Nothing special is stored because it came from AI. Once accepted, it is part of the same spec, artifact, versioning, sandbox, and run lifecycle as hand-authored work.
Schema matching
Target schema suggestion analyzes source fields and returns ranked matches:
{
"matches": [
{
"schema_id": "fiware:Transportation/Vehicle",
"schema_name": "Vehicle",
"confidence": 0.91,
"reason": "The source contains vehicle identifiers, position, speed, and timestamp fields.",
"field_preview": ["id", "location", "speed", "dateObserved"]
}
]
}Use this at the start of a transform when a team knows the data but not the best standard model.
Field mapping
Field mappings support three kinds:
| Kind | Example |
|---|---|
source_expression | speedKph comes from speed_mph * 1.60934. |
literal | source_system is always "here_traffic". |
context | tenantId comes from runtime context tenant.id. |
This lets AI fill complete target schemas, including metadata and constants, instead of only direct column matches.
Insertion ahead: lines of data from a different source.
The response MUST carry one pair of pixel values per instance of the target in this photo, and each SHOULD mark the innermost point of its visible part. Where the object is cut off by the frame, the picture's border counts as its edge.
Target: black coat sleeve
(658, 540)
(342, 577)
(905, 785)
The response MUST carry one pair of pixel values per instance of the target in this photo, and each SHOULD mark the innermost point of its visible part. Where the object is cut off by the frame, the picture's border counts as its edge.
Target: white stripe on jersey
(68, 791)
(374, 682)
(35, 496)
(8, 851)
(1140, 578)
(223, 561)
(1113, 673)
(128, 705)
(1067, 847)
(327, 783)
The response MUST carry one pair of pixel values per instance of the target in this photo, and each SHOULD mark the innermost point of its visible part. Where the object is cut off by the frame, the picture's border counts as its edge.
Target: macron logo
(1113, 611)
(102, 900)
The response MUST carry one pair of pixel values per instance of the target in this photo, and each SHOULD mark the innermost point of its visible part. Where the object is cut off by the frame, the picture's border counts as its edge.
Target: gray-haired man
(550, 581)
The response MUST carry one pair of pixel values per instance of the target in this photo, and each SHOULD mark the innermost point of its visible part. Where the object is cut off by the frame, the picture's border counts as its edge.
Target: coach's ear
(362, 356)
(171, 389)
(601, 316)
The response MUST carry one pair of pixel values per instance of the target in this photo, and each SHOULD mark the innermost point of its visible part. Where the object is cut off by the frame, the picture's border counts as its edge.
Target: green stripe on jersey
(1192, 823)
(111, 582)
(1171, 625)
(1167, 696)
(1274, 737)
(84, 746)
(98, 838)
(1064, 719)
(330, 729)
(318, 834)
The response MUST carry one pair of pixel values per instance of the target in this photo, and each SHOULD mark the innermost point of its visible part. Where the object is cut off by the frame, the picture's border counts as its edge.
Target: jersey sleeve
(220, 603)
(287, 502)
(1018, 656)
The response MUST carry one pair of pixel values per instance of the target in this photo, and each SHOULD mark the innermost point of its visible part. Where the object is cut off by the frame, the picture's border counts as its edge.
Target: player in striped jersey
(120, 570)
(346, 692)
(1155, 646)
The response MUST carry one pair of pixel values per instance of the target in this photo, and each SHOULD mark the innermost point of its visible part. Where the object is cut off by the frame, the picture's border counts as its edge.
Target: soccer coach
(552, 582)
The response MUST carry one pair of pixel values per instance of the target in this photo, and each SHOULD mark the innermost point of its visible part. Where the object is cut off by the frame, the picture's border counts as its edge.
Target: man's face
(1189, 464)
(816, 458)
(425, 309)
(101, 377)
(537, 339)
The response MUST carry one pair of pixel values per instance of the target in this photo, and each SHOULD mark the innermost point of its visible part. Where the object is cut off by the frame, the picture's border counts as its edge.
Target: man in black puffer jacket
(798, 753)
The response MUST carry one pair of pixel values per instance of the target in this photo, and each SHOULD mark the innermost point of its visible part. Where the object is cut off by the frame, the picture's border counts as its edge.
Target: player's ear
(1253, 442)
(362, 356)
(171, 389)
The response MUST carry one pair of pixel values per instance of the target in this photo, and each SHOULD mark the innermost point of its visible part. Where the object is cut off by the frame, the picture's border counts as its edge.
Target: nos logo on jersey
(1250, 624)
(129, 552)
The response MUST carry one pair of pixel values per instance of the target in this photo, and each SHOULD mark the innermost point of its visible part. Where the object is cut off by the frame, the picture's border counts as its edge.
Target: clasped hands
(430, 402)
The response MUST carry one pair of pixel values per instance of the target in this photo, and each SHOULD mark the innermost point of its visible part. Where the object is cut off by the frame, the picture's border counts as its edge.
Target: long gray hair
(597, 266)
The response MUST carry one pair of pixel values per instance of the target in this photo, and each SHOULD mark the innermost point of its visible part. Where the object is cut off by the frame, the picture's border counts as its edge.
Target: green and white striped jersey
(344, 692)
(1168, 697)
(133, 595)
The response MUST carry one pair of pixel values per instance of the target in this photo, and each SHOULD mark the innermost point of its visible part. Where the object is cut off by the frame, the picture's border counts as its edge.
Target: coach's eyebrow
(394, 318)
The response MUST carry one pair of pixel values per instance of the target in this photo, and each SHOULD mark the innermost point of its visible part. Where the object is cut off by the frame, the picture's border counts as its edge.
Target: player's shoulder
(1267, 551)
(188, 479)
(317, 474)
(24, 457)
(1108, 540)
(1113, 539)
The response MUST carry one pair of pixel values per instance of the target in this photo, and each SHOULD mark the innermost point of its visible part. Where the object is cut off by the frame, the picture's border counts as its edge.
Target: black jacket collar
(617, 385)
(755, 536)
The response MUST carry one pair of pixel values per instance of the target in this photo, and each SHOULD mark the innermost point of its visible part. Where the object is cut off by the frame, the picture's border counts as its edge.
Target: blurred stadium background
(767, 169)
Pattern parameter suggestions
Transform patterns are powerful because they are reusable, but their params can still be tedious. AI can inspect a source schema and propose:
- Deduplication keys.
- Timestamp columns.
- Numeric fields for anomaly detection.
- Group-by dimensions.
- Join keys.
- Conversion source/target units.
- Geospatial columns.
The result is a params object plus per-field reasoning.
SQL review
SQL review is designed for fast iteration before hydration or publication. It checks:
- Invalid references and type mismatches.
- Expensive scans and risky joins.
- Null handling.
- Lossy casts.
- Missing predicates.
- Data quality risks.
The output is a list of issues with severity, message, suggestion, and line number when available.
Code generation and publication
When a catalog pattern is not enough, Frank can ask Martha to generate a bespoke Python transform pattern. The request includes:
- Step description.
- Source schema.
- Target schema.
- Capability tier.
- Pattern name.
- Optional pipeline step ID.
The generated files follow the frank-sdk contract: read TRANSFORM_CONFIG, process data, emit metrics/logs/lineage, and write a FrankResult to stdout.
For generated custom code, the publish path can create a PR against the transform pattern repository. CI can then build, test, and register the pattern back into Frank.
Pipeline composition
Pipeline composition creates a draft DAG from intent:
pipeline_name: customer_360
source_tables:
- iceberg.bronze.crm.contacts
- iceberg.bronze.billing.customers
target_description: Unified customer profile with billing and CRM attributes.
target_sdm_id: fiware:Customer/Customer
pipeline_context: Prefer reusable catalog patterns; avoid bespoke code unless needed.CLI:
frankctl ai compose-pipeline -f customer-360.yaml --timeout 600The response can include proposed steps, pattern IDs, suggested params, input/output columns, dependencies, confidence, and reasoning. The pipeline still goes through normal review, sandbox validation, and activation.
Workflow ownership
Frank owns the workflow definitions in backend/services/martha_workflows.py and seeds them into Martha with:
python scripts/seed_martha_workflows.py --update-existingThat keeps the AI behavior versioned with the Frank product rather than hidden inside an external prompt store.